Selon les dispositions de l'article R143-6 du même code, cette décision ainsi motivée est notifiée à l'acquéreur évincé par lettre recommandée avec accusé de réception dans un délai de quinze jours à compter de la date de la réception de la notification faite au notaire.

En cas d'adjudication le délai court à compter de la signification du droit de préemption au greffe du tribunal où s'est tenue l'audience d'adjudication.

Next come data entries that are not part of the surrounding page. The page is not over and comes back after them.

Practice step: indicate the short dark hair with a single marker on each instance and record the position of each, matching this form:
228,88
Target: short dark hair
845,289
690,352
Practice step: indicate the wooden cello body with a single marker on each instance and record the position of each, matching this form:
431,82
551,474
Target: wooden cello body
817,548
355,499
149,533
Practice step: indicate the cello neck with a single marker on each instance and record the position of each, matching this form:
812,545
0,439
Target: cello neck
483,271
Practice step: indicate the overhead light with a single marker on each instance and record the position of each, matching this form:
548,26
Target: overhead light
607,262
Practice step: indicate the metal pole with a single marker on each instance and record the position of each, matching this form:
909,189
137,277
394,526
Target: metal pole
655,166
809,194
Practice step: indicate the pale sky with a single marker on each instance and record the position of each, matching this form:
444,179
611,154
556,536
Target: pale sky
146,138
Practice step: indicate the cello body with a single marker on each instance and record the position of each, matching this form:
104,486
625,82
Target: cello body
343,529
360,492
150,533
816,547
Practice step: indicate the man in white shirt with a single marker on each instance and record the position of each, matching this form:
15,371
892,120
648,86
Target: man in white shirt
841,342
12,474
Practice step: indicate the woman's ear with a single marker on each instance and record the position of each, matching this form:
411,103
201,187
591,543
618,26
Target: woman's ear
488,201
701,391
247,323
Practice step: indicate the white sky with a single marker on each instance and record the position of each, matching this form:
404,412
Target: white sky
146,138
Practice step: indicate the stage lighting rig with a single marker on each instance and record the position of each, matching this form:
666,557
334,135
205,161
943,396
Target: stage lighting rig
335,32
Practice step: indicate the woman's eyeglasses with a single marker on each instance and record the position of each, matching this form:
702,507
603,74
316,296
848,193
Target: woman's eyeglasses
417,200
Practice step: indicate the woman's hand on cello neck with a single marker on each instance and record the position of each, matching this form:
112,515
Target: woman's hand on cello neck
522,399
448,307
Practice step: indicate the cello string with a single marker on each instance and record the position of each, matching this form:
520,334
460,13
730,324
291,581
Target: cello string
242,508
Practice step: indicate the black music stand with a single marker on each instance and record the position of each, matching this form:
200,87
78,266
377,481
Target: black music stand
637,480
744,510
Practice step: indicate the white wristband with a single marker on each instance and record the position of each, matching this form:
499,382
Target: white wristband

En l'espèce, cette signification est datée du 16 décembre 2005 et aucun courrier conforme aux dispositions précitées n'a été adressé à Mme [F].

La SAFER ne conteste pas cet état de fait mais soutient que cette irrégularité n'a causé aucun grief à Mme [F] dans la mesure où le 04 janvier 2006 cette dernière lui a adressé une candidature à la rétrocession des terres.

Toutefois, la nullité prévue par les dispositions susvisées est une nullité de fond ce dont il résulte que l'irrégularité invoquée vicie la procédure sans que celui qui l'invoque n'ait à invoquer de grief.

Par conséquent, le jugement déféré est confirmé en ce qu'il a annulé la décision de préemption.

Sur les conséquences de l'annulation :

La délivrance à la SAFER d'une grosse de jugement portant adjudication des terres à son bénéfice n'a jamais été que la conséquence de la signification de la décision de préempter qu'elle avait adressée au greffe de la juridiction.

Dès lors, l'annulation de la décision de préemption rend caduc ce jugement sans qu'il soit nécessaire d'en poursuivre l'annulation.

D'autre part, Mme [F] avait demandé devant le premier juge la libération des terres, dont il n'est pas soutenu qu'elles aient été rétrocédées ni même données à bail rural, la publication le 28 juin 2006 par l'intimée de son assignation du 07 juin 2006 ayant interdit tout cession d'un droit réel sur ces biens.

Par conséquent, le jugement déféré est confirmé en ce qu'il a ordonné la libération des terres sous astreinte.

Sur le préjudice subi par Mme [F] :

Celle-ci ne peut jouir des biens acquis depuis désormais onze ans, alors même que le prix qu'elle avait payé, soit 196.000 euros, est toujours consigné au greffe au tribunal de grande instance de Quimper.

La SAFER est malvenue de lui imputer la longueur de la procédure dans la mesure où l'examen du jugement rendu le 03 juin 2008 démontre que c'est à sa demande qu'avait été ordonné un sursis à statuer dans l'attente de la décision définitive devant être rendue par les juridictions administratives.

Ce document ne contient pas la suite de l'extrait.